North Korea has “prepared considerably” to conduct an additional nuclear test within a short period of time, according to Minister of National Defense Han Min-koo.

The minister on Monday spoke at the National Assembly as the ministry announced plans to increase its budget to build up capabilities to fend off possible nuclear and missile attacks from Pyongyang.

North Korea has three underground tunnels in its Punggye-ri Nuclear Test Site in North Hamgyong province, Han said, one of which is shut down and “two - based on surveillance - are maintained to be able to conduct a nuclear test if [Pyongyang] makes the decision to do so.”

North Korea conducted its third nuclear test in February 2013.

South Korea’s Defense Ministry announced Monday that it will inject 8.7 trillion won($8.03 billion) in spending over the next five years starting in 2016 for its missile defense system to protect against threats from Pyongyang. Of that, 6 trillion will go toward what’s known as the Kill Chain, an integrated information, surveillance and pre-emptive strike system designed to eliminate North Korean threats before they are launched. The other 2.7 trillion won will go into Korea’s indigenous low-tier missile shield, the Korea Air and Missile Defense (KAMD) system.
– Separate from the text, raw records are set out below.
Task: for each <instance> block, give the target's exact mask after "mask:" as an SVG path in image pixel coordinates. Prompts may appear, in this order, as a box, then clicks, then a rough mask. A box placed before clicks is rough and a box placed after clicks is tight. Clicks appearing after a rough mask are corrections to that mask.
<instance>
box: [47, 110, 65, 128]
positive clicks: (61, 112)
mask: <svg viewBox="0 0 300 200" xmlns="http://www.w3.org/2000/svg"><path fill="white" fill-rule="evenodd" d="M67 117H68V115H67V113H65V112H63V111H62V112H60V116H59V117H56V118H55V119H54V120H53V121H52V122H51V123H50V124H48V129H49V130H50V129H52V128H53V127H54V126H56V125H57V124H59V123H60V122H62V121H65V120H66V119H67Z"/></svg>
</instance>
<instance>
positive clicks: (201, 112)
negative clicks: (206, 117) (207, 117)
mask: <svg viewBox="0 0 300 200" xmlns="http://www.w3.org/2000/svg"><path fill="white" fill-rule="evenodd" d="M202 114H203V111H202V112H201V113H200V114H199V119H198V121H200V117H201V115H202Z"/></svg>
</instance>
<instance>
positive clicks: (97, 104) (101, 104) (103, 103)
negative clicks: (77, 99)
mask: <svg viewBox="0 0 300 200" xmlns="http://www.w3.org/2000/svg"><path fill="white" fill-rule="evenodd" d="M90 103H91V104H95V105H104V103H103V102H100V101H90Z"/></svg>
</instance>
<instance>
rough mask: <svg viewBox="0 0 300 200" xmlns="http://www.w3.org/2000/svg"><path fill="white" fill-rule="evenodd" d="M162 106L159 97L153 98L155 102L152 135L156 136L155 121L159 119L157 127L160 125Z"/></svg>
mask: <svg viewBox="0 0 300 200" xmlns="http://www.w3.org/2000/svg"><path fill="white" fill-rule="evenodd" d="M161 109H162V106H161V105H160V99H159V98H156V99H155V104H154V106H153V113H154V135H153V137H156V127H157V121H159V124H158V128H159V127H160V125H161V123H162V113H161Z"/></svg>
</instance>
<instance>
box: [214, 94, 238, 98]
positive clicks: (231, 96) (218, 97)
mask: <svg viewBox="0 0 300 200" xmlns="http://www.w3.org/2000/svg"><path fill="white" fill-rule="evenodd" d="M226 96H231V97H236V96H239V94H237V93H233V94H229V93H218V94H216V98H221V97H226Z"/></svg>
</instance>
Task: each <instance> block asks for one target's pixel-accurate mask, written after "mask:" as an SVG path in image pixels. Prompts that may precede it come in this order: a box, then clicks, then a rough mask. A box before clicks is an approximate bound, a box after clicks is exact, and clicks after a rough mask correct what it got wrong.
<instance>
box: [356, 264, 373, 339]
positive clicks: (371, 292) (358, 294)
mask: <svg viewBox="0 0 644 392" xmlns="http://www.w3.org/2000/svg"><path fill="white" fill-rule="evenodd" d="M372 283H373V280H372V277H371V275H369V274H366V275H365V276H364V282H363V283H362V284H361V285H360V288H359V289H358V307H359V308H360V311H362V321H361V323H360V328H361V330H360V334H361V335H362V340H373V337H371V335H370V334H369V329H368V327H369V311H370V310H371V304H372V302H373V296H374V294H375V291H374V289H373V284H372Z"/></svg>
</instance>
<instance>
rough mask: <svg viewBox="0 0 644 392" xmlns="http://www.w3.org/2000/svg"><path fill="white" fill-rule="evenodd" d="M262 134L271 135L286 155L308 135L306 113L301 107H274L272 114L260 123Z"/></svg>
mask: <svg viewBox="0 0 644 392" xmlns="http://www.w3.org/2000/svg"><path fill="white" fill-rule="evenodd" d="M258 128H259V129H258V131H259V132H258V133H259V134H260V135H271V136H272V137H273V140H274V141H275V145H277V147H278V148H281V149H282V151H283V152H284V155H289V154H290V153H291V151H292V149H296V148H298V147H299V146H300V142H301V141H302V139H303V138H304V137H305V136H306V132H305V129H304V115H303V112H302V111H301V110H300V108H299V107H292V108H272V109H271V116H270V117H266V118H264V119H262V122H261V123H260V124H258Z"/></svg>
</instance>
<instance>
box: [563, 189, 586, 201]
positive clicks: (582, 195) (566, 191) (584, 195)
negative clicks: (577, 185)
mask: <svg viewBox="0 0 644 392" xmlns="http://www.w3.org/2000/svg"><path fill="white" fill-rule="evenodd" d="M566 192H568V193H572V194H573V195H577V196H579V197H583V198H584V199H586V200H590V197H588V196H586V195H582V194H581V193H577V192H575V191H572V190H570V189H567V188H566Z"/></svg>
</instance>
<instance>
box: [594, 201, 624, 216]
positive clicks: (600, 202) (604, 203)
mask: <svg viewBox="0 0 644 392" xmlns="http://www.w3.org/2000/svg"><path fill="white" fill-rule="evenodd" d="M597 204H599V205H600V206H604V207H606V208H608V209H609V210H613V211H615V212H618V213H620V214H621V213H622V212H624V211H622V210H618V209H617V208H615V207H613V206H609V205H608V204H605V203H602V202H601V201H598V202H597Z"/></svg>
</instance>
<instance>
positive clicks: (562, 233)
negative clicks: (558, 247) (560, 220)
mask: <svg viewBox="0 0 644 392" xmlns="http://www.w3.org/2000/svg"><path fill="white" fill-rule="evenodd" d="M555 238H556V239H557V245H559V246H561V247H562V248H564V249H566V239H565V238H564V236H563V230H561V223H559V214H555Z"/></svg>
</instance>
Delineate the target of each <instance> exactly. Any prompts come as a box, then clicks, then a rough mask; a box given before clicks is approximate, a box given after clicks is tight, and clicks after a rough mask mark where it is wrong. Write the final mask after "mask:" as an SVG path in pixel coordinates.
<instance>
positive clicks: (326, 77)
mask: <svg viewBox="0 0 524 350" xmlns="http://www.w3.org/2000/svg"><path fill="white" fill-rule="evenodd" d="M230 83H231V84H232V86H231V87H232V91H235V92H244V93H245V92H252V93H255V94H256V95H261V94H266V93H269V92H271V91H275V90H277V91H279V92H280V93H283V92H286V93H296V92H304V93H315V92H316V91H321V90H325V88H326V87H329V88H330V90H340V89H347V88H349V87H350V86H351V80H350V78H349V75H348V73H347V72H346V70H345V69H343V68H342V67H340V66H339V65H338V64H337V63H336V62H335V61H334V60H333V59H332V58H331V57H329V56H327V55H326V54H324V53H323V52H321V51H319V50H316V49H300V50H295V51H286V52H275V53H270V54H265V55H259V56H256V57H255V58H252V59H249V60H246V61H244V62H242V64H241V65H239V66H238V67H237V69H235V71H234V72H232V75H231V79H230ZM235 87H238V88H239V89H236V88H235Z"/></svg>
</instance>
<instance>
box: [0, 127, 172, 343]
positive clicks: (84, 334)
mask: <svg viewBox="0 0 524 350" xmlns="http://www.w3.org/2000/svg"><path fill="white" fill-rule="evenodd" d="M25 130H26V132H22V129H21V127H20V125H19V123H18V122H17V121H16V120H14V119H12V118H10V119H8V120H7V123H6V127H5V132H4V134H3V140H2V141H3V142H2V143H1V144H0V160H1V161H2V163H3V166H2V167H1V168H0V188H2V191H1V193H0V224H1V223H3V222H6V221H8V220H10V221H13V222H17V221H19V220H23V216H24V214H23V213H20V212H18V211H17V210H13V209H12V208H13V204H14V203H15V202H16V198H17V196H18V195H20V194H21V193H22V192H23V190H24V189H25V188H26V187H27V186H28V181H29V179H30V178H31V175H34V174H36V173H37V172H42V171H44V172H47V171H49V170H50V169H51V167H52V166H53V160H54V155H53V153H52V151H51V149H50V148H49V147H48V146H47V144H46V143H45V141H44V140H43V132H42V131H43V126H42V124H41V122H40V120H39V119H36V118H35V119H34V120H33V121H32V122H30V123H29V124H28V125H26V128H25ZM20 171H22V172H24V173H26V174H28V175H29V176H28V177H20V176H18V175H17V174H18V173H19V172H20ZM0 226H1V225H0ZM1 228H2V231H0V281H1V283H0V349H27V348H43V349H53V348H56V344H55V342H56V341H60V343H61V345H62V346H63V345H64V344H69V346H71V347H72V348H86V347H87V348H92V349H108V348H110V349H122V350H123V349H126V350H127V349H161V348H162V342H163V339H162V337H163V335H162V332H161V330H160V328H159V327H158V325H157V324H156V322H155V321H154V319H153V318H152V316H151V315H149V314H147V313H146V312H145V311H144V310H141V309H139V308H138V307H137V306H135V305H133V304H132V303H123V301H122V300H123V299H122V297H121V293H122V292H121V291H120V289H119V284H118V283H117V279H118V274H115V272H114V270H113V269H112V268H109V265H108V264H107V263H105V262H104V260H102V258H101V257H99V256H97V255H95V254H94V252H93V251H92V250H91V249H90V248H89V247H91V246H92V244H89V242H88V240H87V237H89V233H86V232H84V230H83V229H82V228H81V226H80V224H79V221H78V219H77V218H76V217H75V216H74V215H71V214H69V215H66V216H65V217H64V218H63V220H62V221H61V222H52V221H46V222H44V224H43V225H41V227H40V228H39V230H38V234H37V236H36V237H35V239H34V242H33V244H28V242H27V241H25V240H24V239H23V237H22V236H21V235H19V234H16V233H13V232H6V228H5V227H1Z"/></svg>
The ministry’s annual defense plan for 2016 to 2020 serves as a blueprint of short-term defense policies for the next five years. The amount allotted for the Kill Chain has increased by 300 billion won compared to last year’s plan. The five-year defense forecast is updated annually.

The total defense budget comes to 232.5 trillion won, a 7 percent increase on average compared to the 2015-2019 blueprint. The cost to maintain troops in Korea is 155.4 trillion won.

“We plan to purchase six multi-purpose satellites to build the Kill Chain, the [Global Hawk] unmanned surveillance aircraft, long-range air-to-ground missiles and medium-range air-to-surface bombs,” a defense official said.

The South Korean Army plans on purchasing Northrop Grumman Global Hawk unmanned aerial vehicles (UAVs) by 2019.

The budget allotted for the KAMD, designed to intercept North Korean missiles, also increased by 400 billion won compared to last year’s plan.

“Improving the performance of the Patriot missile and the M-SAM [Medium Surface to Air Missile] will be included in the 2.7 trillion won,” the Defense Ministry official continued.

The budget increase comes after assessments in Seoul and Washington that Pyongyang has reached a significant point in its efforts to miniaturize nuclear warheads to mount on its ballistic missiles. The Defense Ministry said it will carefully monitor potential missile tests, large-scale military exercises and any abnormal activity on and around April 25, North Korea’s Military Foundation Day.